A repetitive nerve stimulation test can help diagnose and differentiate between Lambert-Eaton myasthenic syndrome (LEMS) and myasthenia gravis (MG) patients undergoing a myasthenic crisis, a study shows.
The study, “Repetitive nerve stimulation test in myasthenic crisis,” was published in the journal Muscle & Nerve.
LEMS and MG are both autoimmune disorders of the neuromuscular junction, the site where specialized nerve cells called motor neurons communicate with muscle fibers.
The first symptom of MG is weakness in eye muscles and sometimes double vision, but patients may also have difficulties swallowing and talking. In fact, an MG crisis occurs when the respiratory muscles get too weak to move enough air in and out of the lungs, and the patient is unable to breathe independently, requiring the assistance of a ventilator.
MG and LEMS are characterized by different autoantibodies against different targets — P/Q type of voltage-gated calcium channels (VGCC) in LEMS and acetylcholine receptors (AChRs) in myasthenia gravis. Blood tests for these antibodies are currently the way to diagnose these diseases.
However, testing for levels of antibodies against voltage-gated calcium channels may not be highly specific for LEMS, according to a previous study.
Moreover, due to the potential severity of an MG crisis, accurate ways to diagnose and distinguish it from other similar disorders is crucial.
The repetitive nerve stimulation (RNS) test uses electrodes to send small electrical pulses to measure the nerve’s ability to send these signals to the muscle tissue. The electrodes are usually placed on a patient’s skin over the muscles the clinicians need to test.
If the signal transmission worsens with muscle fatigue, the patient is diagnosed with MG.
Despite being considered an accurate and fast diagnostic tool for MG, reports on the use of RNS as a diagnostic tool for an MG crisis are scarce.
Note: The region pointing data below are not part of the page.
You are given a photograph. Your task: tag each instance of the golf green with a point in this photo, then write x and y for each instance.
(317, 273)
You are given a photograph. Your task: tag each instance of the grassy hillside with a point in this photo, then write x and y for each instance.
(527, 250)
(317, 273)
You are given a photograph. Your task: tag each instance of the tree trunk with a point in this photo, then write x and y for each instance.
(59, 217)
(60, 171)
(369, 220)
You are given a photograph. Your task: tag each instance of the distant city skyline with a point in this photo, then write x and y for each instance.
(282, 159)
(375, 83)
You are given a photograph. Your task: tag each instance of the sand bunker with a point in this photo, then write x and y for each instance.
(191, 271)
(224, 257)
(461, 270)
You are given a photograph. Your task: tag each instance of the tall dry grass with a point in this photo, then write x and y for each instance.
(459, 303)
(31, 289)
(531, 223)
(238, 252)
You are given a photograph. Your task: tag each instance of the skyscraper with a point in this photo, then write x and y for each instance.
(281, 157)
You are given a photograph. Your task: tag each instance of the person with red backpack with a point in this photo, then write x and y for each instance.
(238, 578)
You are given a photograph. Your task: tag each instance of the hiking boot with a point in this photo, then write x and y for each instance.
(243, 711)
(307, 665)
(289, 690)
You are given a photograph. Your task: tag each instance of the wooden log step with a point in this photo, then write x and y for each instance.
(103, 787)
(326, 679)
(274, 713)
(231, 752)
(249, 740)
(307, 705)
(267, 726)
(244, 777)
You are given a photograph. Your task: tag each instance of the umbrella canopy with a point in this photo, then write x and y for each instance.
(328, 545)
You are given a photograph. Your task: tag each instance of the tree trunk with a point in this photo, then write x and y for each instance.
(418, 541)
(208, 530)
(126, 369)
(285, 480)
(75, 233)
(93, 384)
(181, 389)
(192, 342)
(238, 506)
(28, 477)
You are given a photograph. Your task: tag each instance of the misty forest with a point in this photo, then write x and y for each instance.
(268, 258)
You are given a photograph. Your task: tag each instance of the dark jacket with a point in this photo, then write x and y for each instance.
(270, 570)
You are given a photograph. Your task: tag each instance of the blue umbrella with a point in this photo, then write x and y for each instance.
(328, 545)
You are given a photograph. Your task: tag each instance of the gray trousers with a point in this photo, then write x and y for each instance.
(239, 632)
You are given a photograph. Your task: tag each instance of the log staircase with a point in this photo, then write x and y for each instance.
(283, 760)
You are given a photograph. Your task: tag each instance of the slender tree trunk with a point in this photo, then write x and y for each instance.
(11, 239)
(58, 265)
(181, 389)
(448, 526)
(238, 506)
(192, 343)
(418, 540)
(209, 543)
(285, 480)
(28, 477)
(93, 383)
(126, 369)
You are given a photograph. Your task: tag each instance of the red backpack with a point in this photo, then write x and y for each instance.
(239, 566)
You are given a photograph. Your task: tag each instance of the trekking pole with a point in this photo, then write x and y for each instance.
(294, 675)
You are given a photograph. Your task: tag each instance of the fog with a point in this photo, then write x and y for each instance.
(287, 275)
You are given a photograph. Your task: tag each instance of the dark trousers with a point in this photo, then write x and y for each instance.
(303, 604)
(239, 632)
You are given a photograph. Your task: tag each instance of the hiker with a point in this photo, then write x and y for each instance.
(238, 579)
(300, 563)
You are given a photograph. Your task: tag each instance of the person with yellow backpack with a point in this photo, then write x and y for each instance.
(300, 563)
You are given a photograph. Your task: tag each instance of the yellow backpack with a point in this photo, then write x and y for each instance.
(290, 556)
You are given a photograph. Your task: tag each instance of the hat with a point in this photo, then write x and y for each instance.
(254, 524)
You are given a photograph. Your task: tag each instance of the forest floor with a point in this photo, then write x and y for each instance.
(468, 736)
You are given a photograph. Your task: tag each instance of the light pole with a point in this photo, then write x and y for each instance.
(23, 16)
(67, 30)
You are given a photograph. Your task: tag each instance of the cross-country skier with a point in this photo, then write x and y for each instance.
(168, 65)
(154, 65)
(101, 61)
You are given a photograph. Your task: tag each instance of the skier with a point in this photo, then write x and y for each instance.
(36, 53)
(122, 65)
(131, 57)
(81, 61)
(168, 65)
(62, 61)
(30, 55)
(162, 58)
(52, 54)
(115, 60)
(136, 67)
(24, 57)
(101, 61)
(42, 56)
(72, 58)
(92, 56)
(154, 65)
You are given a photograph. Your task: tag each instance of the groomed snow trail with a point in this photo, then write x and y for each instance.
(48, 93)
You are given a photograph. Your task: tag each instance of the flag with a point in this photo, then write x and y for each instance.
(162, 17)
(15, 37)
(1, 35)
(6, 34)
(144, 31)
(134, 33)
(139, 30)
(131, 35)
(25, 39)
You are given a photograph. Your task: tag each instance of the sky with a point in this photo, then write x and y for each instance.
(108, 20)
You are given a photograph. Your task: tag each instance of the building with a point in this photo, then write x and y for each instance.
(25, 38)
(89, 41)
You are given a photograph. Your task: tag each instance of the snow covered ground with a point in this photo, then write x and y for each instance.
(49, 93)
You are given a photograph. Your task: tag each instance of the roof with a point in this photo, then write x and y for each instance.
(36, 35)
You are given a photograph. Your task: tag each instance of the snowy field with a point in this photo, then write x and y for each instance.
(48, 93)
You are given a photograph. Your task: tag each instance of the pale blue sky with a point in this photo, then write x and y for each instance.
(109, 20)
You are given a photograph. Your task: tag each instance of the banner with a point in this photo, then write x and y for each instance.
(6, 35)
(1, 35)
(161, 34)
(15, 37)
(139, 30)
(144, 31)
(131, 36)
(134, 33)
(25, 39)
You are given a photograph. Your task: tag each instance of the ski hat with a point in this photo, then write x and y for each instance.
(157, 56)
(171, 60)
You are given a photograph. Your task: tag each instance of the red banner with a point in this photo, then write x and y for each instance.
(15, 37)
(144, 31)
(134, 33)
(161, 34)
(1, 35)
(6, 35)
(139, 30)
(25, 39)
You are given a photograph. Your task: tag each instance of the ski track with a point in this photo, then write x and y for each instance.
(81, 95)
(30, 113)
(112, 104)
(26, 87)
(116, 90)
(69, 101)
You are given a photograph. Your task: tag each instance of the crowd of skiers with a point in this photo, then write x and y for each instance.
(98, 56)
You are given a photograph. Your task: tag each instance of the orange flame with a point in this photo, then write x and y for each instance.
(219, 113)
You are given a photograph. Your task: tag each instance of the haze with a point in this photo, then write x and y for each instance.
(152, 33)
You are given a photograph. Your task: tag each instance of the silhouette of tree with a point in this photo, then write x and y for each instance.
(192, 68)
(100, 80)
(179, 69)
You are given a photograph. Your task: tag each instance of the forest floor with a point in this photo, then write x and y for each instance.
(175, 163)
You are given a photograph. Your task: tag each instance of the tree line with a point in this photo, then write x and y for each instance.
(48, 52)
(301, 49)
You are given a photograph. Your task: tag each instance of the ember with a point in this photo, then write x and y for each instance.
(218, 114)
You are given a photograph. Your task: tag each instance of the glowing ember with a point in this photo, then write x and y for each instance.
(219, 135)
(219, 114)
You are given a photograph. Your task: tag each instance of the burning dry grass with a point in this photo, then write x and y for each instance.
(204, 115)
A group of researchers from the University of Alabama reviewed the results of the RNS test in a group of patients who had experienced a myasthenic crisis. Specifically, they reviewed the medical records of 26 patients who developed an MG crisis between 1997 and 2017.
The RNS test was performed in four muscles in 13 patients, in three muscles in six patients, and in two muscles in seven patients.
Results showed that in more than half of the patients (18 patients), an MG crisis is the first manifestation of MG as shown by abnormal RNS test outcomes.
Moreover, researchers found that the RNS test identified three different patterns of abnormal results — 22 patients had the “classic MG pattern,” one acute MG patient had a LEMS pattern, and another MG patient had a cholinergic crisis pattern, a condition of characterized by the accumulation of the neurotransmitter acetylcholine in the neuromuscular junctions.
These results suggest that “the RNS test can serve as a rapid and sensitive diagnostic tool for MG in a majority of patients,” the study concluded.